Soooo, we're off the "break." I have to admit that I was disappointed all over again this cycle, even though we were "on a break." However, I did relax more and it wasn't as nearly as disappointing as in past months. I do feel somewhat refreshed. The break was much needed.
I'm prayerfully and strongly considering making a consultation appointment with an RE - reproductive endocrinologist (i.e., fertility specialist). Part of me does not want to "waste" the money since all logical signs tell us we can still get pregnant naturally on our own. But say we go through the fertility testing--how can you put a price on peace of mind, knowing what could or probably won't go wrong? I'm also nervous about finding out too much information. "Over" educating sometimes gives you that much more to worry about.

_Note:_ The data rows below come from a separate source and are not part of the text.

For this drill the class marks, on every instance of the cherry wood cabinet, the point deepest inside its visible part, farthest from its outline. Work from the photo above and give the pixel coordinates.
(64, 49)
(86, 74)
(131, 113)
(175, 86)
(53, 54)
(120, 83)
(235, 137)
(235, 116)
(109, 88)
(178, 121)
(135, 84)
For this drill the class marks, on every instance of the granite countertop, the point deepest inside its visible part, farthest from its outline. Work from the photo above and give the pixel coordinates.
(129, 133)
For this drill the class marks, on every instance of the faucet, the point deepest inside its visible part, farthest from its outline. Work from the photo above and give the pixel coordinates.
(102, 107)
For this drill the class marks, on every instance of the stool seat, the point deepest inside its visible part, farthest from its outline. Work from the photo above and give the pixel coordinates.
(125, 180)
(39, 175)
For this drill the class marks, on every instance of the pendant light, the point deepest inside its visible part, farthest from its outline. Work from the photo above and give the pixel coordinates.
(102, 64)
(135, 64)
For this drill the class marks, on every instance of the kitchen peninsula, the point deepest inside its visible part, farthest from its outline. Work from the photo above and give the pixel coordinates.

With all that said, I'm probably still going to call and at least find out how closely they would monitor my first few weeks if and when we do get pregnant again. That is the emotional part I will need. When I asked my OB if more frequent ultrasounds would be ordered in a subsequent pregnancy, he simply stated that there is no evidence to support that ultrasounds positively affect the health of the baby. Well duh! How about my stress and anxiety levels that first trimester when you cannot feel movements yet? There is evidence that says the stress hormones are no good for baby! Stupid doctors! If the RE practice will monitor Baby K. closely with blood tests and/or ultrasounds, I will probably go ahead and make that first appointment. I am against taking fertility drugs at this point, but hopefully we will not need them since I appear to be ovulating and at least most things appear to be working properly thus far...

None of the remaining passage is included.